B. Kim Barnes in her book “Exercising Influence” counsels that the biases we carry around inside us can be redirected toward decisions and actions that are in the interest of the team and organization. What a novel idea to use something that historically has a negative connotation for the common good. It is what our mothers taught us when they said “take lemons and make lemonade.”
The Endowment Effect-the tendency to overvalue things we have and undervalue the things of others. Point out to your targets of influence that your proposal aligns with things they have already done.
Regret Aversion-when people avoid taking decisive actions because they fear that whatever course they select will prove less beneficial. Remind people you are trying to influence the costs of not acting on your recommendations.
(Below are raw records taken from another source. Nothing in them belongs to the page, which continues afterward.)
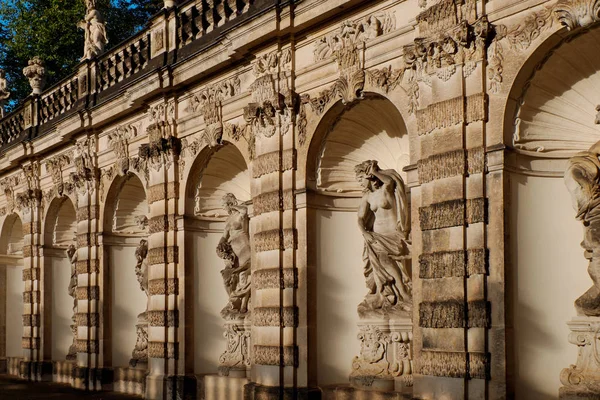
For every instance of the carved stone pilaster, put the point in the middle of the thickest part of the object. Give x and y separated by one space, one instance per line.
582 380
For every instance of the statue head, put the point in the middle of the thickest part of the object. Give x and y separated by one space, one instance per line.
582 179
364 175
228 201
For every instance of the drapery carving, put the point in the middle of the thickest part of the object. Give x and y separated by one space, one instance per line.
383 221
140 351
72 257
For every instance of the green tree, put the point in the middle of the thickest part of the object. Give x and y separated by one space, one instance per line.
48 29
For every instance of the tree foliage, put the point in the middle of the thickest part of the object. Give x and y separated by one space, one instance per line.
48 29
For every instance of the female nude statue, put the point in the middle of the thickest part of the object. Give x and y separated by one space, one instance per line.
383 221
582 179
234 249
95 31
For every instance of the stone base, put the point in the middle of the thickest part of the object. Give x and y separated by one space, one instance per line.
94 379
254 391
582 380
385 359
37 371
347 392
12 365
64 372
216 387
130 381
573 394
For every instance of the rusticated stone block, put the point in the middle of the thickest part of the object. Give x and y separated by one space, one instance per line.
442 166
275 316
163 286
285 356
168 318
275 278
269 163
163 350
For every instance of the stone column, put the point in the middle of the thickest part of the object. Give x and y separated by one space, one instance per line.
279 327
165 271
450 211
30 203
83 184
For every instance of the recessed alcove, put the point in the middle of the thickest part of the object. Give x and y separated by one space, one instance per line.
370 129
12 287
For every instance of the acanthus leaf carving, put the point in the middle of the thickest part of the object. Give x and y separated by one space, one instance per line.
55 167
574 14
208 103
118 141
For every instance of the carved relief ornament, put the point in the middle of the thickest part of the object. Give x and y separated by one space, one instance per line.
208 103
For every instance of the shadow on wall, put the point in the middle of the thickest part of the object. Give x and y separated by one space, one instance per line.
547 273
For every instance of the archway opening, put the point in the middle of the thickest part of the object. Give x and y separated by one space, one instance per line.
555 118
126 257
12 287
370 130
216 174
59 250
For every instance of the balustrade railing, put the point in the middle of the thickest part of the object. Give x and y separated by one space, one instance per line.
58 100
11 126
194 19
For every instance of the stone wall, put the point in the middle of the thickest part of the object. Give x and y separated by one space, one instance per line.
276 103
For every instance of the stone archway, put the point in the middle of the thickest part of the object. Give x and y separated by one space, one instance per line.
555 118
371 129
59 258
215 173
125 253
12 288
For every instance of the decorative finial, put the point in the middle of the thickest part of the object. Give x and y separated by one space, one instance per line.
4 92
95 31
36 73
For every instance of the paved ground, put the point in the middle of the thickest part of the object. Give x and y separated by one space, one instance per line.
16 389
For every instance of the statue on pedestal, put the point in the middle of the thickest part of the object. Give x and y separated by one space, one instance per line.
72 256
95 31
4 92
386 326
234 249
140 351
582 178
383 221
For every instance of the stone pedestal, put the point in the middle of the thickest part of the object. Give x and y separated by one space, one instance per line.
582 380
235 361
385 360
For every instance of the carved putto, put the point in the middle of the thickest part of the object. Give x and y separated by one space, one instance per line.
36 73
139 354
72 257
95 31
582 179
4 92
234 249
383 221
118 141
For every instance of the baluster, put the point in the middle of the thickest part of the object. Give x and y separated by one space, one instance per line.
209 15
232 9
198 25
220 12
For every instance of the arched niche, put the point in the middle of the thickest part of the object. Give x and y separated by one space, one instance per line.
60 232
125 221
12 287
556 95
371 129
214 173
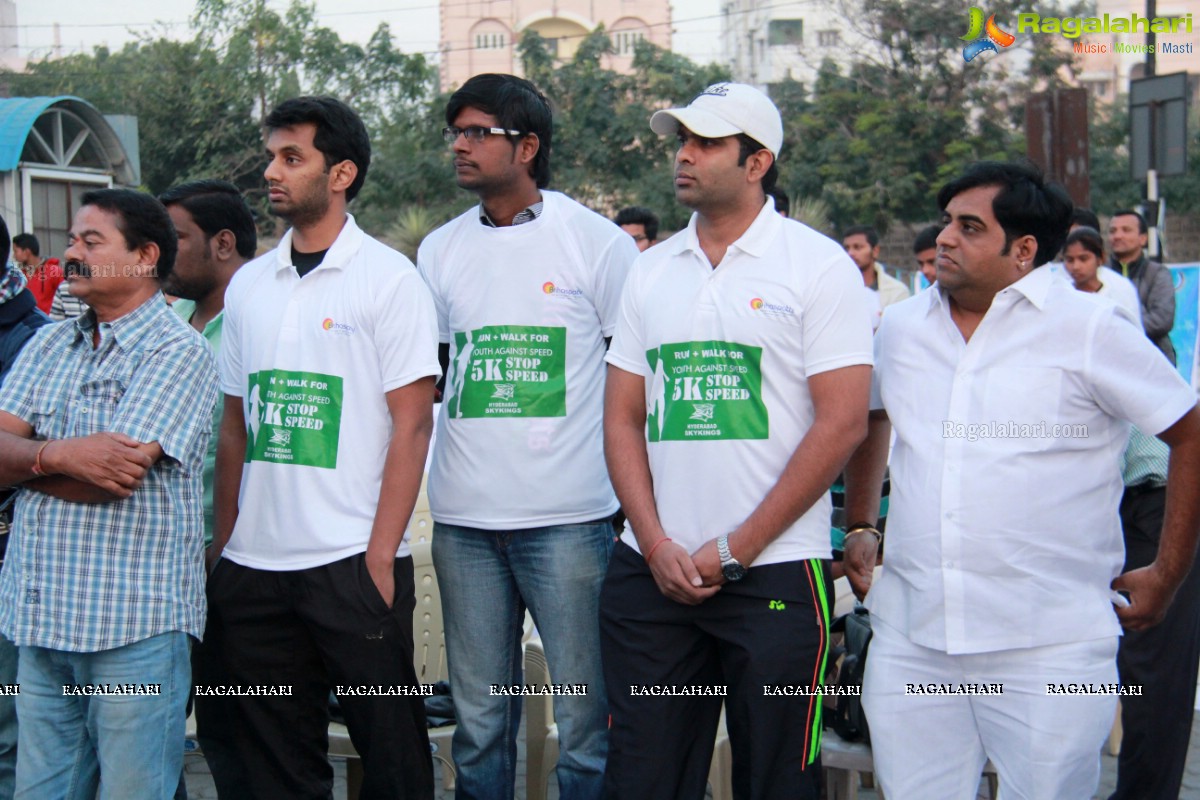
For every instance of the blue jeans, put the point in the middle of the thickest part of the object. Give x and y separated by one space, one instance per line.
7 719
486 579
133 743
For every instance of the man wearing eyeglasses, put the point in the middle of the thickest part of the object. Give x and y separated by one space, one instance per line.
526 287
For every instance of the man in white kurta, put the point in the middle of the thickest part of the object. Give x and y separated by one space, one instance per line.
1011 394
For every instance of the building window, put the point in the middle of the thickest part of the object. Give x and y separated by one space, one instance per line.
624 42
828 38
785 31
490 41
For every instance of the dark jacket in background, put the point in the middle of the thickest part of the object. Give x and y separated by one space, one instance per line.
1156 292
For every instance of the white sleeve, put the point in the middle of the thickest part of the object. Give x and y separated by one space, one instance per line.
426 264
1129 378
612 270
837 320
628 349
406 330
882 337
229 359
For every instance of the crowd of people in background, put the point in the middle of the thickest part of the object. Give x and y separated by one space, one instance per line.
215 492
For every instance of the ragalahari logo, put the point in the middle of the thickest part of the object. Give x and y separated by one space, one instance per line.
994 35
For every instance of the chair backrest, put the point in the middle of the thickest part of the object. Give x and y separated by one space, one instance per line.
429 630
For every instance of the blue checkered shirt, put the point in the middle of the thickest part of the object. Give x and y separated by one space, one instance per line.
88 577
1144 462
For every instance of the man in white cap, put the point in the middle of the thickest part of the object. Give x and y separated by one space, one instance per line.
737 389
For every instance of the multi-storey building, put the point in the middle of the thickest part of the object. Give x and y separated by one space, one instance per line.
481 35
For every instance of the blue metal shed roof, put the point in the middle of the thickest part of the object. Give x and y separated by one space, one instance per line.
17 118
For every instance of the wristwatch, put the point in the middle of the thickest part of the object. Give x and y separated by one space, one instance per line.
730 566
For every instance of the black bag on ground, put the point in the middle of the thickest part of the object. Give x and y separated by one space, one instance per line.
849 720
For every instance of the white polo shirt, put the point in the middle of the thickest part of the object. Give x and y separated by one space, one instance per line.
726 354
526 310
1006 473
312 359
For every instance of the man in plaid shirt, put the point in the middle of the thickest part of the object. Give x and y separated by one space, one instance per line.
103 425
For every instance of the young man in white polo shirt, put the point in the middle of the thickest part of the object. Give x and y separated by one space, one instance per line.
526 286
737 389
328 360
1009 392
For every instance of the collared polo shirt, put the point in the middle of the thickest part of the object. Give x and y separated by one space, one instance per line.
211 334
89 577
525 310
726 354
1006 473
312 360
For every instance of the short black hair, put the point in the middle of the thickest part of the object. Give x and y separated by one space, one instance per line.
783 204
517 106
142 220
1085 217
1026 205
341 136
28 241
1090 238
927 238
747 146
873 235
636 215
215 206
1131 212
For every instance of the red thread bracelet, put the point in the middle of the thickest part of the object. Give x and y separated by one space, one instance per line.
651 554
37 458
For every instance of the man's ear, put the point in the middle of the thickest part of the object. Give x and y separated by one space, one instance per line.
148 260
528 148
757 164
1025 250
342 174
223 245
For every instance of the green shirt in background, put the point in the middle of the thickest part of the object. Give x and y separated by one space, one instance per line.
185 308
1144 461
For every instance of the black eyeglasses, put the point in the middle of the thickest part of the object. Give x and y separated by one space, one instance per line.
474 133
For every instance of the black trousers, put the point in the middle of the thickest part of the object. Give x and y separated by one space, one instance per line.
313 630
767 630
1163 661
215 720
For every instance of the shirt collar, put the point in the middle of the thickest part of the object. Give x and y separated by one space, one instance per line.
1035 287
754 241
526 215
127 330
349 240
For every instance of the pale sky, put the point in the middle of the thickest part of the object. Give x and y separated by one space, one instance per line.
414 23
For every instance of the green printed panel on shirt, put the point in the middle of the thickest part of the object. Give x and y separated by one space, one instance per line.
708 390
509 371
295 417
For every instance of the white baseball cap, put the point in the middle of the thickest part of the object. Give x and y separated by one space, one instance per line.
726 109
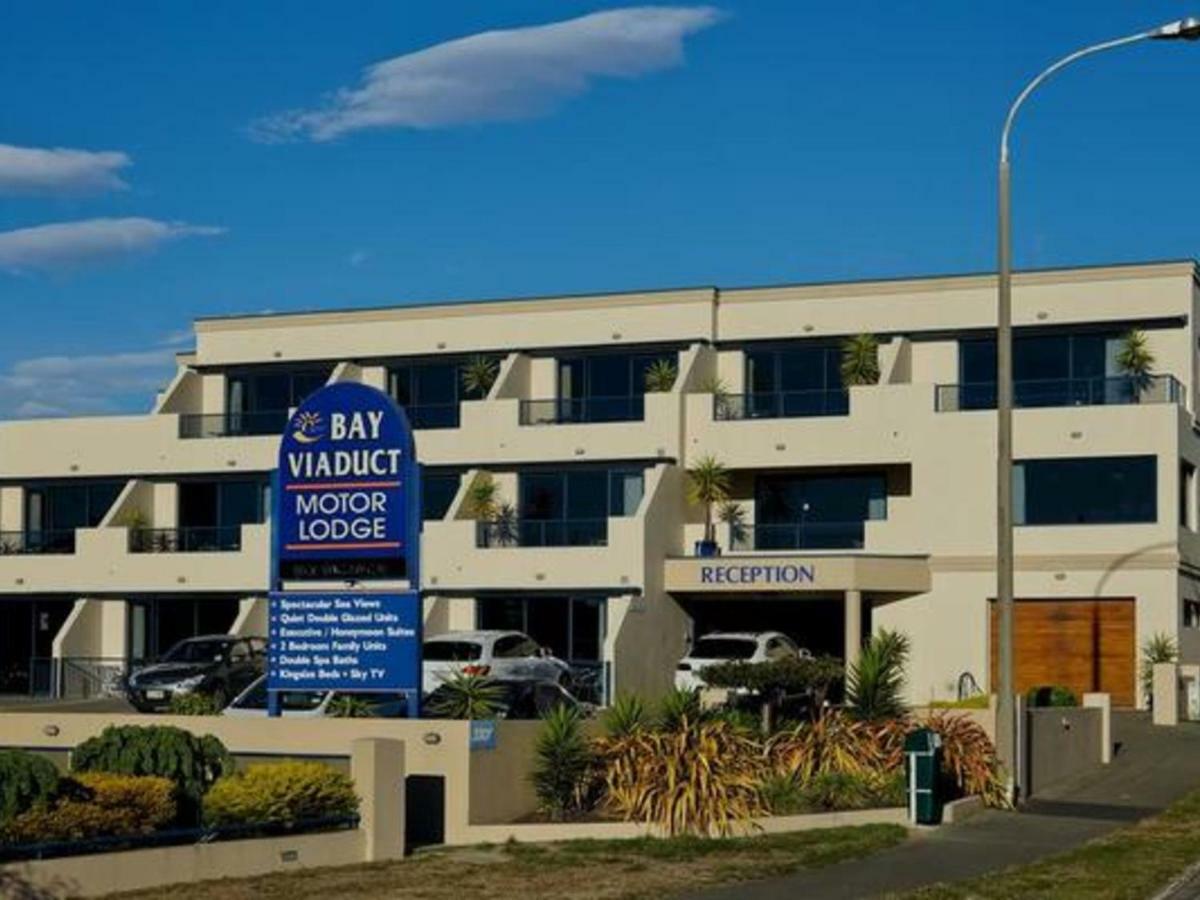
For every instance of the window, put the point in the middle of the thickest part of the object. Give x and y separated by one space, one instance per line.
816 511
1187 496
431 391
1103 490
438 490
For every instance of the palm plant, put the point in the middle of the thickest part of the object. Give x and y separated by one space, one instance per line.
708 484
660 376
563 765
1158 648
861 360
467 696
733 514
1135 359
723 401
479 375
875 683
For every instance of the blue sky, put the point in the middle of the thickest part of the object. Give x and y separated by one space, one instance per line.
165 161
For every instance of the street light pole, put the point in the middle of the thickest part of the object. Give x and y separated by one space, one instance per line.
1006 720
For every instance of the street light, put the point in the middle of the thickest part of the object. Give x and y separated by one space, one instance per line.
1006 725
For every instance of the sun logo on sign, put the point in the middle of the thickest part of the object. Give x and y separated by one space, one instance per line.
306 427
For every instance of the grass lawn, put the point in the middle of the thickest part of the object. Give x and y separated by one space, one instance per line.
628 869
1133 863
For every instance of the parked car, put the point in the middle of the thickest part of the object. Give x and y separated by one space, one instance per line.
219 665
313 705
727 646
521 699
497 654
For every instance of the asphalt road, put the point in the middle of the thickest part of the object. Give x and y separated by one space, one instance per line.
1151 769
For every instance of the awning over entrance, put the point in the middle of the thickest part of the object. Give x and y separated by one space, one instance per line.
798 573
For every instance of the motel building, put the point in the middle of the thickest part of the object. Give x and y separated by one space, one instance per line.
864 507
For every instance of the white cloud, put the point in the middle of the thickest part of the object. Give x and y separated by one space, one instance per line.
28 169
67 244
72 385
498 76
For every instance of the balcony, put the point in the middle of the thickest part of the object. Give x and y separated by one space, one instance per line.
798 535
1122 390
233 425
544 533
780 405
57 541
581 411
185 540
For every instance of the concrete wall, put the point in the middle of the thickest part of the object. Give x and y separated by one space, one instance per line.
1061 743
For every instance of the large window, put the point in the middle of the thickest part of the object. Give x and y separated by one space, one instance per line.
1048 370
1103 490
54 511
795 381
814 511
431 391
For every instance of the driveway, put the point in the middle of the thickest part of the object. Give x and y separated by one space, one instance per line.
1151 768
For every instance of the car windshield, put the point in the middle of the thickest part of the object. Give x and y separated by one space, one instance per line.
451 651
724 648
301 701
197 652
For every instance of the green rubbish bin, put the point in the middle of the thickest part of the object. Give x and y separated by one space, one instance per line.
923 765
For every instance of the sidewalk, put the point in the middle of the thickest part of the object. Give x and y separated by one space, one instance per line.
1152 768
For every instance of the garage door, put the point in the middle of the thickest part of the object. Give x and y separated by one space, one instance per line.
1086 645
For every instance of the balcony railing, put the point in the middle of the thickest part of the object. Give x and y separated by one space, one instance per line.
233 425
799 535
544 533
1121 390
582 409
226 539
781 405
48 541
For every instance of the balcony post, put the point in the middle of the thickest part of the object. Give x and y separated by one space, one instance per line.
853 619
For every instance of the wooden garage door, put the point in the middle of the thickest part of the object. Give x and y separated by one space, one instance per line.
1086 645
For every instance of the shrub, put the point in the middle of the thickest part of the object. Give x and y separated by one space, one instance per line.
193 763
627 715
841 745
99 804
467 696
27 781
1158 647
970 757
193 705
563 765
701 778
875 683
282 792
1051 695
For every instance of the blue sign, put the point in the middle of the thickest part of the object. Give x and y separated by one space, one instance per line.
483 735
347 489
348 641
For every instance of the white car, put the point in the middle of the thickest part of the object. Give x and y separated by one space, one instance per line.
251 703
498 654
727 646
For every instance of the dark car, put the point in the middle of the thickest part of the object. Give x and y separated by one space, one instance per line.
220 666
519 700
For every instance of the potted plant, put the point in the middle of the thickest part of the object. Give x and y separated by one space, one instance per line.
660 376
861 360
1137 361
479 375
708 484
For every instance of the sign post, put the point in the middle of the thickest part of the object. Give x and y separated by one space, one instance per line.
345 601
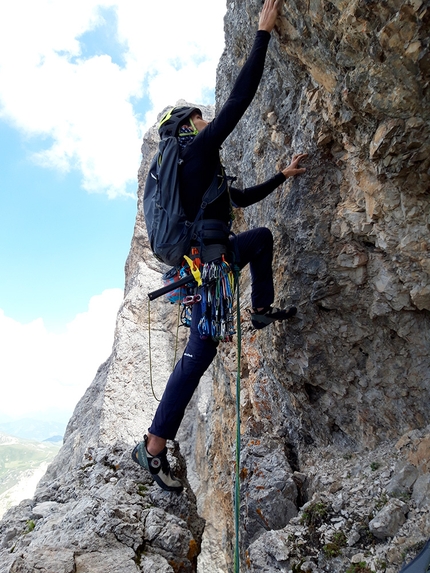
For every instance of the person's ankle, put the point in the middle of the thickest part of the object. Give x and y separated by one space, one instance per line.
155 444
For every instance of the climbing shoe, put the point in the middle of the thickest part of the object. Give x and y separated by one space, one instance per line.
269 314
157 465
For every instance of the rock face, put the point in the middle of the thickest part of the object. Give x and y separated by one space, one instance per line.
334 405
Social Proof-where people start acting like others in order to align themselves to reflect the appropriate behavior of a given situation. Your proposal to influence someone has a better chance of succeeding if you can bring a coalition of other partners to the conversation that the focus of your influence knows and respects. In other words, there is strength in numbers.
Reciprocity-the response to a positive action with another positive action. You scratch my back and I will scratch yours. Quid pro quo. Your reputation for helping others will help your targets of influence know you mean business.
Confirmation Bias-the inclination to follow your own beliefs. Try to attach your ideas and suggestions to something your object of influence already believes in. Highlight how your plans will advance their aspirations.
The people we work with do not always operate with other people’s best interests at heart. Utilize those biases for the greater good. Work with the bias as opposed to struggling with the bias. Wrangling with the bias will only trigger the fight or flight predispositions of those you seek to influence.
Don’t let their biases hold you back. It is like an elder once told me. Take the devil’s money but do the Lord’s work.